I close my eyes and wait for questions that don't fall from your lips.
Surprise shows for just an instant as I look back at you.
I offer you my hand as the music switches to something soft and low.


Your invite to dance shocks me but I accept with a smile.
You lead me to the floor and I feel the stares of all that know you, of all that know of me.
They all stop and stare as we dance.
Shy at first.
As the song plays, they seem to dissapper and only you and I remain.


So many eyes watch us yet not one word is spoken as we dance.
They seem to stunned that a cold hearted bastard should be here dancing with you.
In fact, I am stunned as well.
I never thought I'd start to fall for one so unlike myself.


Why does it seem as if the songs don't last long enough?
Soon the whispers can be heard and I feel their eyes on me.
I start to blush, looking down at my hands.
You seem unfazed by their stares and lead me back to our corner.

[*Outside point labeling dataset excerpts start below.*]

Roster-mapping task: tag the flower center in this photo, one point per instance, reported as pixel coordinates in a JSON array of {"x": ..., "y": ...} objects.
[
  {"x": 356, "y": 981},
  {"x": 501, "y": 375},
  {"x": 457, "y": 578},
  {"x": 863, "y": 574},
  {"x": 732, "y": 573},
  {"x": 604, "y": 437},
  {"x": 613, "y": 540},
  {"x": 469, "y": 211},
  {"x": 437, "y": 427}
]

Time seems to have flown this evening.
Now it is time for us to go back to our lives.
Back to the way things were before tonight.
I walk you to where your ride is waiting for you.



I feel sort of sad knowing that you and I will most likely never speak again.
I thank you for the dance and start to turn.
I am shocked as you catch my wrist and bring me close to you.


What is wrong with me?
Why do I feel this way?
What spell have you cast?
I ask myself these questions as I lean down and kiss your lips.
Soft, sweet.
Nothing too daring.
I don't want to scare you though I am scaring myself.


I am shocked and I stiffen greatly as your lips meet mine.
Warm, gentle.
I melt into the kiss as a tear slips from my eye.
Do we have to go to the way things were before?
Again I hear their whispers and feel their stares.
Yet this time, I am not embarassed.


I pull back and slip a card into your hand.
I leave quickly to my own ride.
As I enter my vechical, I notice others heading your way.
I frown but then smile as you enter your own quickly.


I make haste entering my car.
They seem curious or mad and I don't want to answer questions.
I take a deep breath as I start my car and leave.